Di tengah semakin ramainya pasar mobil listrik, VinFast VF3 tetap menjadi salah satu nama yang menarik perhatian hingga tahun 2026. Sebagai mobil listrik mungil dengan desain unik dan harga yang relatif terjangkau, VF3 sejak awal memang diposisikan sebagai EV perkotaan yang praktis dan efisien.
Memasuki 2026, pertanyaan pun muncul: apakah VinFast VF3 masih worth it untuk dibeli?
Jawabannya sangat bergantung pada kebutuhan penggunanya.
Dari sisi desain, VF3 masih tampil berbeda dan berani. Ukurannya yang kompak membuat mobil ini sangat cocok untuk lalu lintas kota yang padat, mudah diparkir, dan lincah saat bermanuver di jalan sempit. Bagi pengguna muda, keluarga kecil, atau mobil kedua di rumah, keunggulan ini masih sangat relevan.

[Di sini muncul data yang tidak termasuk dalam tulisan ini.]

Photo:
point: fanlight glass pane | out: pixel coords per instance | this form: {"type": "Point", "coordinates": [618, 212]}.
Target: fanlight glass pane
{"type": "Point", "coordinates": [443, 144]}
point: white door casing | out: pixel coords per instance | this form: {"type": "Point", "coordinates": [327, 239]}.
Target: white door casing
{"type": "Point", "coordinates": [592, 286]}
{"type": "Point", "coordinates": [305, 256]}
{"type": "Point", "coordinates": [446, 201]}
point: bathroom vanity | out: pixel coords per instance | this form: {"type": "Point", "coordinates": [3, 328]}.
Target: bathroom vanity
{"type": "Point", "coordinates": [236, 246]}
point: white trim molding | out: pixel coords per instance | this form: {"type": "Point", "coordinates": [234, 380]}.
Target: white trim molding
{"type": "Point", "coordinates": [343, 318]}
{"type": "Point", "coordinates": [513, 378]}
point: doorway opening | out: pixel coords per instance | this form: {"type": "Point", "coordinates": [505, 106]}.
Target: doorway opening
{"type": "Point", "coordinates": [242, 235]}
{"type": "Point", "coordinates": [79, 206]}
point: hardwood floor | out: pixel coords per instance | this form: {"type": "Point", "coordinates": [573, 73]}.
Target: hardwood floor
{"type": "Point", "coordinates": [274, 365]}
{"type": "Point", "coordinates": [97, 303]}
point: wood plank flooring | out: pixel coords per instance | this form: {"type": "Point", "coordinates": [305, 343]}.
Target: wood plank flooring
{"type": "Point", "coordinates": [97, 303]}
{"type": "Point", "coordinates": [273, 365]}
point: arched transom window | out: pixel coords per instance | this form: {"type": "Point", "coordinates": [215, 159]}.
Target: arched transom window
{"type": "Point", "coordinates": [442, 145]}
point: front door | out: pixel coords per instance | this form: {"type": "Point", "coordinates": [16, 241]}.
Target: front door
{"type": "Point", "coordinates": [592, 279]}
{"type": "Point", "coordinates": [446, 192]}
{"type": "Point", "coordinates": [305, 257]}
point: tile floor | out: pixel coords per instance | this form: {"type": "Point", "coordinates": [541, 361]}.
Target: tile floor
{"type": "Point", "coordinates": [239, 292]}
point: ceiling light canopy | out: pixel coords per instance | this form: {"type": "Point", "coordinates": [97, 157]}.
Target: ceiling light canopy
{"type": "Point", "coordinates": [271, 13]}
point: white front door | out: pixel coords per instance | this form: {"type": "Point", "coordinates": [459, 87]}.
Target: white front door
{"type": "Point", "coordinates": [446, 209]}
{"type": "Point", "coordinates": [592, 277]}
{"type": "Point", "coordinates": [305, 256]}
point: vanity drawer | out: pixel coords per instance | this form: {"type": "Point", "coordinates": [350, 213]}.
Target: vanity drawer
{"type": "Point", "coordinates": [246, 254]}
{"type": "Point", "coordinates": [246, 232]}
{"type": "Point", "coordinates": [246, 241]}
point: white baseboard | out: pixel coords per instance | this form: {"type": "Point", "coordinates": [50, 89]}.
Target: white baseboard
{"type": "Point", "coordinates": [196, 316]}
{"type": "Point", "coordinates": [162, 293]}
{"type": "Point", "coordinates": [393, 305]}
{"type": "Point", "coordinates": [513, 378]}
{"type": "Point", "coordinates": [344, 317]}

Untuk performa dan jarak tempuh, VinFast VF3 menawarkan kemampuan yang cukup untuk penggunaan harian. Dengan jarak tempuh yang ideal untuk aktivitas dalam kota seperti berangkat kerja, antar anak sekolah, hingga belanja harian, VF3 tidak ditujukan untuk perjalanan jauh, namun justru unggul dalam efisiensi dan biaya operasional yang rendah.
Dari segi biaya, inilah nilai jual utama VF3. Di tengah naiknya harga kendaraan, mobil listrik ini tetap menjadi salah satu opsi EV paling terjangkau. Biaya pengisian daya yang lebih hemat dibanding BBM, perawatan yang relatif sederhana, serta insentif kendaraan listrik membuat VF3 masih menarik secara ekonomi di 2026.
Namun, tentu ada catatan. Fitur yang ditawarkan VF3 tergolong fungsional, bukan mewah. Bagi pengguna yang menginginkan teknologi canggih, interior premium, atau jarak tempuh panjang, mungkin perlu mempertimbangkan model EV lain yang lebih tinggi kelasnya.
Kesimpulannya, VinFast VF3 di tahun 2026 masih worth it, terutama bagi mereka yang mencari mobil listrik praktis, ekonomis, dan fokus untuk mobilitas perkotaan. Bukan soal kemewahan, tetapi soal fungsi, efisiensi, dan gaya hidup ramah lingkungan.
Mobil kecil, listrik penuh, dan solusi cerdas untuk kota—itulah VinFast VF3.